Wojciech Przybylski, Chefredakteur von Visegrad Insight, einer auf Mitteleuropa spezialisierten Politikzeitschrift, sagte, die Praxis gefährde die Fähigkeit der Mittelschicht, sich "ohne besondere Verbindungen zur Politik" sozial weiterzuentwickeln. Dies könnte wiederum die Grundlagen des "Wirtschaftswunders" gefährden, das Polen in der postkommunistischen Ära erlebt hat, sagte er. Das Land ist mittlerweile die sechstgrößte Volkswirtschaft der EU.
Die nationalistische Politik von "Recht und Gerechtigkeit" hat auch den Beziehungen Polens zu wichtigen Verbündeten geschadet.
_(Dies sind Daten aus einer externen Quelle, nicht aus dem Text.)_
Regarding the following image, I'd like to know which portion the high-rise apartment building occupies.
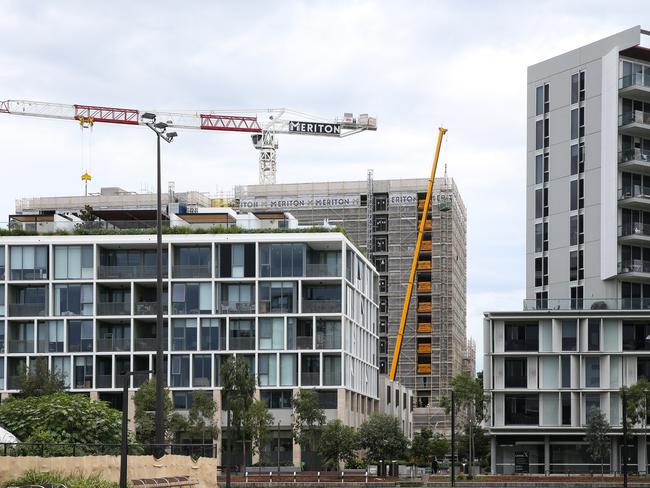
[235,178,468,429]
[484,27,650,473]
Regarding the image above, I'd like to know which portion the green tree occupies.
[244,400,273,460]
[318,419,357,469]
[292,388,325,451]
[18,358,65,397]
[585,410,610,476]
[221,356,255,470]
[411,427,433,466]
[431,434,449,460]
[0,393,122,455]
[357,413,408,462]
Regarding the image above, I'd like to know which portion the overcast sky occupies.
[0,0,650,370]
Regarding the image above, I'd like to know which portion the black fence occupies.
[0,442,217,458]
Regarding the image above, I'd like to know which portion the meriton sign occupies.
[289,120,341,136]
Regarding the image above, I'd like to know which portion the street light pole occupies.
[142,112,177,458]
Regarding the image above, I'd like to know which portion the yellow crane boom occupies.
[390,127,447,381]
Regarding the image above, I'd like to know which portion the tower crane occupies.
[0,100,377,184]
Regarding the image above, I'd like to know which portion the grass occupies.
[2,470,119,488]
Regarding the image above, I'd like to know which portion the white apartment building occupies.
[484,26,650,473]
[0,231,379,465]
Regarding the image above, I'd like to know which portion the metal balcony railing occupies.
[97,302,131,315]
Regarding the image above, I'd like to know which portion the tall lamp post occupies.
[141,112,178,458]
[120,370,153,488]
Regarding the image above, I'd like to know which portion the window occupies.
[260,390,293,408]
[571,142,585,175]
[54,246,93,280]
[561,356,571,388]
[504,358,528,388]
[37,320,64,352]
[10,246,47,280]
[74,356,93,388]
[172,283,212,314]
[68,320,93,352]
[260,244,305,278]
[504,322,539,351]
[54,284,93,315]
[505,395,539,425]
[257,354,278,386]
[569,214,585,246]
[585,357,600,388]
[587,319,600,351]
[172,319,197,351]
[562,320,578,351]
[192,354,212,387]
[171,354,190,388]
[259,317,284,349]
[259,281,298,313]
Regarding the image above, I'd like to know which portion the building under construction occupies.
[234,176,475,430]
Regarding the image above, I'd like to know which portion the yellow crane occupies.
[390,127,447,381]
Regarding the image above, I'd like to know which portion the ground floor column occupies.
[544,435,551,476]
[490,436,497,474]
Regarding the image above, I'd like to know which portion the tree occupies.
[411,427,433,466]
[431,434,449,460]
[292,388,325,451]
[18,358,65,398]
[318,419,357,469]
[221,356,255,475]
[244,400,273,460]
[0,393,122,455]
[357,413,408,462]
[585,410,610,476]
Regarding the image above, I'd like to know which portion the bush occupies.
[2,471,119,488]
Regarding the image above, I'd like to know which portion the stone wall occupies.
[0,455,217,488]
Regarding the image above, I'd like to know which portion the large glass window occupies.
[171,354,190,388]
[260,243,305,277]
[68,320,93,352]
[504,358,528,388]
[505,395,539,425]
[54,246,93,280]
[316,318,341,349]
[10,246,47,280]
[172,319,196,351]
[228,319,255,351]
[38,320,64,352]
[257,354,278,386]
[259,281,298,313]
[585,357,600,388]
[172,283,212,314]
[259,317,284,349]
[562,320,578,351]
[54,284,93,315]
[201,319,226,351]
[504,322,539,351]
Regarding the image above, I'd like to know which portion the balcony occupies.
[97,302,131,315]
[307,264,341,278]
[618,110,650,137]
[97,337,131,352]
[618,147,650,174]
[618,222,650,246]
[172,264,212,278]
[9,303,47,317]
[618,185,650,210]
[302,299,341,313]
[618,73,650,102]
[98,265,167,280]
[7,340,34,354]
[135,302,169,315]
[221,302,255,314]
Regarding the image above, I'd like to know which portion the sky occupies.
[0,0,650,370]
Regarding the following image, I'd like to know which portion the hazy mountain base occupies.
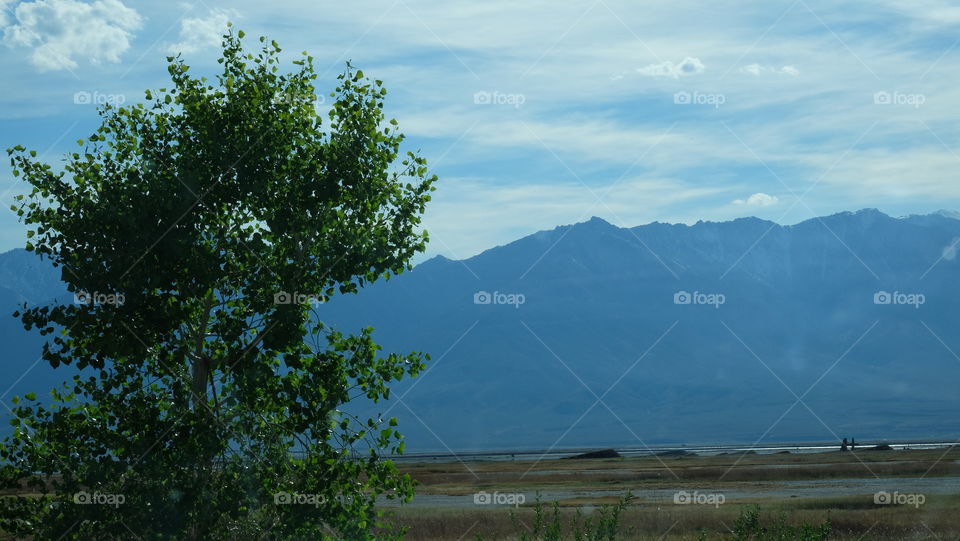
[0,210,960,450]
Während Polen seit dem Einmarsch Russlands ein treuer Verbündeter der benachbarten Ukraine und ein Umschlagplatz für westliche Waffen ist, kühlten sich die Beziehungen wegen des ukrainischen Getreides ab, das auf den polnischen Markt gelangte. Angesichts der zunehmenden Spannungen und der wachsenden Zahl der Konföderationspartei erklärte der polnische Premierminister, sein Land schicke keine Waffen mehr nach Kiew.
"Sie haben mit allen gestritten, mit der EU, mit der NATO, mit allen", sagte Ludmila, eine 68-jährige Gegnerin von Recht und Gerechtigkeit. Sie sagte, das Land bewege sich in eine autoritäre Richtung und sie fühle sich dabei nicht sicher. "Das ist inakzeptabel, so kann es nicht weitergehen." Polen wird so einsam sein wie 1939", dem Jahr, in dem der Zweite Weltkrieg ausbrach, fügte sie hinzu.